I spent Wednesday and Thursday in Madrid at a major gathering 15 years after the historic conference on peace in the Middle East. The meeting was supported by the Foreign Ministers of Spain, Norway, Denmark and Sweden and brought together for informal discussions many key decision-shapers from the region.
All in all I flew back from Madrid with a marginally less pessimistic assessment of the situation. Things could easily go very wrong – but there is a slight possibility that we might succeed in turning things around.
In my opening remarks I stressed that time is not necessarily on the side of peace any longer.
There is a risk of not only rising tensions but also the rise of forces that might challenge the very foundations on which peace must be built. So, time is of the essence, and what we need is no longer a peace process – what we need is peace.
Back in Stockholm from Madrid I followed the latest move in the somewhat bizarre efforts to attack my due to the remumeration I received from some of my board positions before becoming Foreign Ministers.
Specifically, it concerned the share options I received as part of the board remumeration from the investment company Vostok Nafta. As appropriate, I sold them as soon as I could, but to some that wasn’t enough and they called for all sorts of investigations.
As is usual in this sort of case, there was the usual media frenzy as well. The media hunts in herds.
But earlier today the legal inquiry very solidly rejected all the accusations and attempts to smear me. This was the much stronger as it come from a prosecutor well known for taking the strictest of views on these sorts of issues.
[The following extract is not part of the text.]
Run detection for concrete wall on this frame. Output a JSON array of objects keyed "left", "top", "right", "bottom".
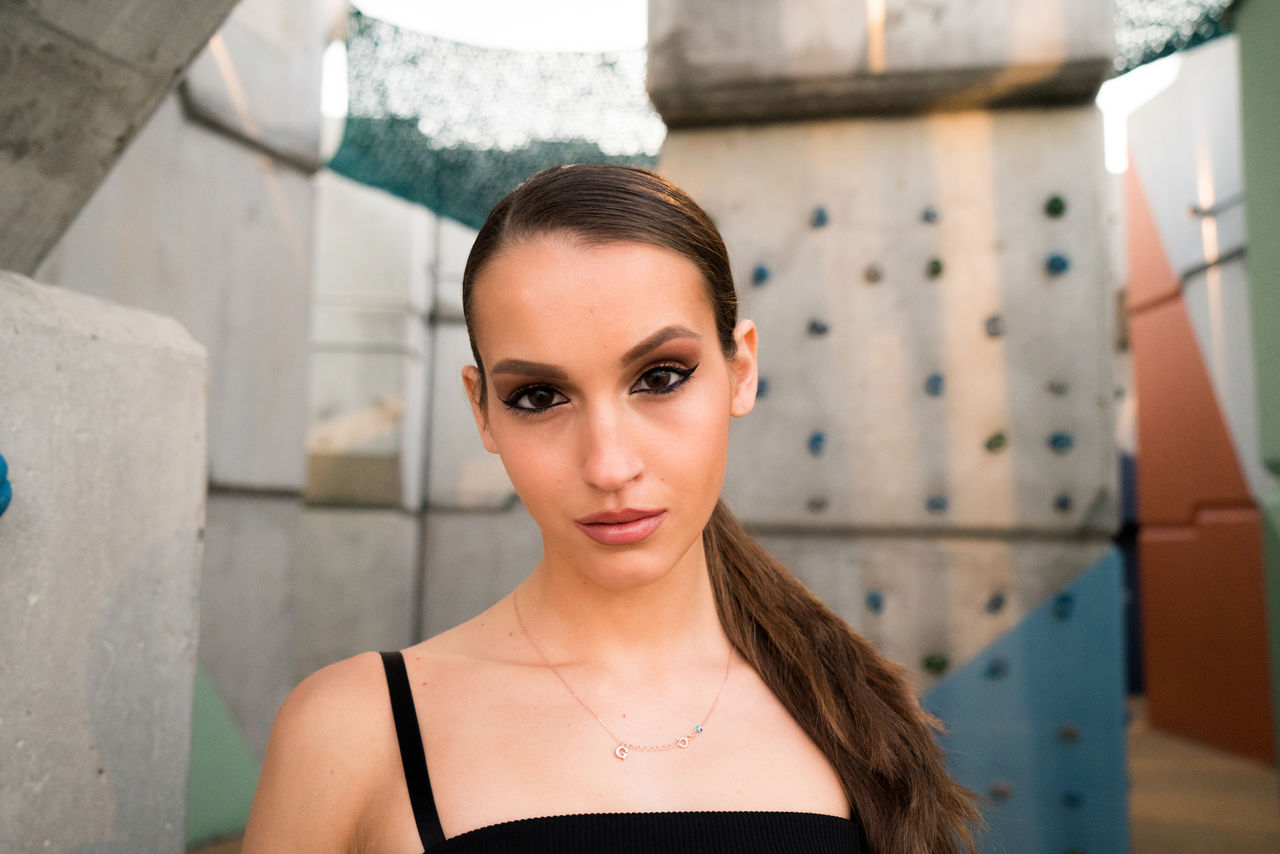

Naturally, this will not stop the political opposition. They have nothing to say about foreign affairs – but smear campaigns they can always mount. I don’t think there are too many who will be much impressed by their efforts.
From Stockholm I flew to Vilnius for a very special evening.
Tonight is 16 years since Soviet forces stormed the TV tower in Vilnius in their attempts to smash the forces of freedom and democracy. Thirteen young people lost their lives that night.
I attended the commemorative vigil outside the Parliament building tonight, meet the heroes of those days and was also suddenly invited the address all those that had gathered to remember, to sing the songs and to express their faith in their country.
And tomorrow I will address the special session of Parliament. I will speak about our vision for all of Europe, and the text will be available on the Swedish Ministry for Foreign Affairs web site immediately.
Then I stay here during the day.
I’ll see the KGB museum. And I’ll see my old friend Emmanual Zingeris to continue discussions on efforts to restore parts of the old ghetto of Vilnius. This was – before the immense tragedy of the Holocaust – the Jerusalem of Eastern Europe, and the contribution that Jews from here have done in many countries has been enormous.
Before flying home I will attend – with the President and the Prime Minister – the special commemorative mass in Vilnius Cathedral.